This is Wendover, a small rather well to do town with a just enough of a cluster of old things to look at to make a visit worth while.
It’s said that there’s over a hundred listed buildings in Wendover, which considering the size of the town probably makes it the most densly populated patch of listings in the country. A lot of that can be down to the wealth of the area that not only built decent homes, but then maintained them long enough for the listings man to come along and wrap them up in protective red tape.
Despite its modest size, there’s quite a lot to see here, and as it’s surrounded by countryside with long walks, you can soak up a day trip locally.
Getting to Wendover by train drops you just on the edge of town in a rather modern looking station with the remnants of the original footbridge sealed off and slowly rusting away.
The town centre is packed full of independent stores, and just two familiar brand names – Budgens and hidden away is an almost invisible branch of Costa. This is a town mainly of cafes, fashionable boutiques and lots of antiques.
The centre of town is also known as the Manor Waste, land given by the former Lord of the Manor to the parish council for se as an open market and fair, dating all the way back to 1214.
Some of the prettiest cottages are on the main road, Pound Street, named after an animal pen that was used on market days. The homes are still managed by a modern charity.
The Clock Tower
One of the most distinctive not-an-old-home buildings in the town is the old clock tower.
Built originally as a market hall and jail in 1842, it gained the tower, and clock in 1870. It also used to house the local fire engine until 1884 — which must have been very small, as the building is quite modest in size. Today it’s the lock council office, and a small museum — which is closed at weekends.

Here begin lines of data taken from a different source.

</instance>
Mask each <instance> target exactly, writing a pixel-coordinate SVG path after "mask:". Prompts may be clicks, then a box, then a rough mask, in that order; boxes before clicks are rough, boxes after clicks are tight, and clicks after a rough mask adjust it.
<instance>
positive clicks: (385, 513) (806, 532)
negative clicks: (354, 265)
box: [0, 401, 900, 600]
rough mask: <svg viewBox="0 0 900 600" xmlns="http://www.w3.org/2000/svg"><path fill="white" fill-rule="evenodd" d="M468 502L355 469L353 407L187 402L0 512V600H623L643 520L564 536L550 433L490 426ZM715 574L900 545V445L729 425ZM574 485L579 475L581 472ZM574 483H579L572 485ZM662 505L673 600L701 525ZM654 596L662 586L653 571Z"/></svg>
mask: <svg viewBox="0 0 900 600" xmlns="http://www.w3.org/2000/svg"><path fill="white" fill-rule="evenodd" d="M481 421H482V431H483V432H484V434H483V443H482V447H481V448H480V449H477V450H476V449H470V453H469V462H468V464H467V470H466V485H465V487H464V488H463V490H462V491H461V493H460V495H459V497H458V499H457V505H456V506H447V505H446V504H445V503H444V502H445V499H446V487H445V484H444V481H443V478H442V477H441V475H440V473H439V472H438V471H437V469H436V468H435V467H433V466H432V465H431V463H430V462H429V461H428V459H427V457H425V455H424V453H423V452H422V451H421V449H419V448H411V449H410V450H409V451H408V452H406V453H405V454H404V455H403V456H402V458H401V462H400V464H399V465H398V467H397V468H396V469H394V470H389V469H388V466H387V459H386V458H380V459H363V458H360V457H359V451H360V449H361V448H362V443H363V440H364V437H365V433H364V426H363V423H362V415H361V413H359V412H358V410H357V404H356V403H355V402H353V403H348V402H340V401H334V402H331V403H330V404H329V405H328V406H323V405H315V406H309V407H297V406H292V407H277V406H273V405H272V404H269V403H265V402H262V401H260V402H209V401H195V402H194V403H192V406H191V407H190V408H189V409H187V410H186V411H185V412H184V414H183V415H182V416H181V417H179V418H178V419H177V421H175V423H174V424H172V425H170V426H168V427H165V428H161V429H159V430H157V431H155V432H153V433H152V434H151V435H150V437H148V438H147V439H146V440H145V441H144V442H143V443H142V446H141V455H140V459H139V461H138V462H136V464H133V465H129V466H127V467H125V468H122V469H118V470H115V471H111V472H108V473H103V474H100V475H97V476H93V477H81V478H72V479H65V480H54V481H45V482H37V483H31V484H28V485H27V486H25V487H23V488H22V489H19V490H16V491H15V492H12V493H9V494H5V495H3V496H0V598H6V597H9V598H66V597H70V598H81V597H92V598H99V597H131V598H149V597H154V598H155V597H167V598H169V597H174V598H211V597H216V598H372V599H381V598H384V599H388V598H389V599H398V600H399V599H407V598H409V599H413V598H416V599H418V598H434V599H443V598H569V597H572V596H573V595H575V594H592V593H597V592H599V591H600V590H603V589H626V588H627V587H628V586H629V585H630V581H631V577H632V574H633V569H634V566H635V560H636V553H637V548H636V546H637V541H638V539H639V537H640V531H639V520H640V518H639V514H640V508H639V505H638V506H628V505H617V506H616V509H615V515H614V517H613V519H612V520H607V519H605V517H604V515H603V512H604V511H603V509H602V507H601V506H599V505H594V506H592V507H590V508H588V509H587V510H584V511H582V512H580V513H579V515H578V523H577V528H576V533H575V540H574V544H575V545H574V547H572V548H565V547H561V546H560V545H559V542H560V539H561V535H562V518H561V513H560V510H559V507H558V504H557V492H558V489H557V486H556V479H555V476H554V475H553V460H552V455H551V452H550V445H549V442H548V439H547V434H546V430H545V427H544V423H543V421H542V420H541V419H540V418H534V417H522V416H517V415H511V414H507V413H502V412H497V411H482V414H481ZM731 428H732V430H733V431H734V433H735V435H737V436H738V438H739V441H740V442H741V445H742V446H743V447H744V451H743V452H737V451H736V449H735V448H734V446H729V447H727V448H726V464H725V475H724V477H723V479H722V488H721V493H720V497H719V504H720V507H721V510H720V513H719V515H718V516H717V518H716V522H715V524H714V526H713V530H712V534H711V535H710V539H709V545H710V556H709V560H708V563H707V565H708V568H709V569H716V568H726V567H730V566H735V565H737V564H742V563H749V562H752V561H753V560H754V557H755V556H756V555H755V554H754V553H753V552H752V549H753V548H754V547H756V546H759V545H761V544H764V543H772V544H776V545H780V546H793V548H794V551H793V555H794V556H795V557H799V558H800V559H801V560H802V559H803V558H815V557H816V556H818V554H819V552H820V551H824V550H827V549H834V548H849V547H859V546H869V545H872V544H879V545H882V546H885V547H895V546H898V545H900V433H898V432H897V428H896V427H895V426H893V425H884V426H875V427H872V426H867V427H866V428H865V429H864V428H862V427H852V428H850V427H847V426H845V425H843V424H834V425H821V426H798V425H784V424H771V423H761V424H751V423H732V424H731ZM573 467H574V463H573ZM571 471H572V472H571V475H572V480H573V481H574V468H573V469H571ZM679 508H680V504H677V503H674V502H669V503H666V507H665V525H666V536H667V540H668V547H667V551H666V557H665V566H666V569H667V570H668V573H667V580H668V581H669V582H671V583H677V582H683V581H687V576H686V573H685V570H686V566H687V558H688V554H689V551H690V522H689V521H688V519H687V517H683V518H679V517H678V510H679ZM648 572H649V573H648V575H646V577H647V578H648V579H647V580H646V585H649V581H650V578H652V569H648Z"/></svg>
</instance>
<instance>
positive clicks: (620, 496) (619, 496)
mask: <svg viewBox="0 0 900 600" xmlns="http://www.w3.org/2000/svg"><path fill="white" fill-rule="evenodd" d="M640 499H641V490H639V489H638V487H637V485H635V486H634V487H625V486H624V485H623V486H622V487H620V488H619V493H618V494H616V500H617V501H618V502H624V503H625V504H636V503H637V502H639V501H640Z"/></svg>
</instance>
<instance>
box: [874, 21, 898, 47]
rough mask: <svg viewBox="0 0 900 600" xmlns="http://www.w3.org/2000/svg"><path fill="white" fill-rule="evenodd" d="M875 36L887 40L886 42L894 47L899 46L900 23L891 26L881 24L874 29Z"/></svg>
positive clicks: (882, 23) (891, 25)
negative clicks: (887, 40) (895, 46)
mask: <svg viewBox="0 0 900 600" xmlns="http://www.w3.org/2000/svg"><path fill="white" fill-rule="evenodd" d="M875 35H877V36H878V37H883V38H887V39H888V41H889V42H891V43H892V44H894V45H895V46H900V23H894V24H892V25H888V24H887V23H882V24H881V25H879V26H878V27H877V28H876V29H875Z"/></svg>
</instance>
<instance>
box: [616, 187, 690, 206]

Next to it is the old School House, which is today a) a private home and b) surrounded by high walls.
Path to St Mary’s Church
Next to the old school is a long alley which leads to an old church on the edge of town, and the path is itself unexpectedly delightful to walk along. It swiftly opens up to run along fields, and also a shallow stream that backs onto some wealthy homes.
One f the fields is newly planted as a memorial orchard on the anniversary of WW1. A total of 59 local people died during the war, and there’s a very grand stone memorial in the town centre, but this living memorial will, eventually look rather nicer.
A heron pond is further up is two old ponds that were enlarged to provide water for the local canal, and finally, the church.
St Mary’s Church
This is what you might consider a typical parish church of a modestly wealthy town – a solidly decent stone building with tower, a huge graveyard, plenty of very old trees, and a fantastic Lych gate.
The current church is around 700 years old, although extensively restored twice during Victorian times, and once at the end of WW1. A more recent change inside has rather nicely used lighting to highlight the space more decoratively than is usual, even if it does in places end up looking oddly like a posh hotel, especially with the under lighting around the altar.
The Old Windmill
Said to have been the largest windmill in England, this was built at the at the end of the 18th century. Its sails were removed in 1904, and it’s now a private home.
Another batch of old cottages, but these once belonged to Henry VIII when he held the title of Lord of the Manor. They were bestowed to his wives, of which there were many, but they are still known as the Anne Boleyn Cottages.
St Annes Roman Catholic Church
A small modern church dating from the 1960s, the doors were open for cleaning up after a service, so a quick query was confirmed that you can take photos. It’s a pleasant little building, with very 1960s steps and railings leading up to it.
The Twinning Stone
Easy to miss unless you spot a sign for the public toilets and are in need of them, for down this side road is the library, the toilets (staff toilets in the library) and the Twinning Stone.
Rather lovely, two stones combined in 1992 to mark the twinning of Wendover with Liffre in 1976.
There’s lots of places to choose from, but if you love cheese, then No2 Pound Street is a cheese heaven and walking in you get hit by the strong aromas of ripe cheeses. Sandwiches, fresh made and wrapped in old fashioned greaseproof paper, and wine are offered in this local delicatessen.
Wendover is a short trip up on the Chiltern Railway, about 45 minutes from London Marylebone.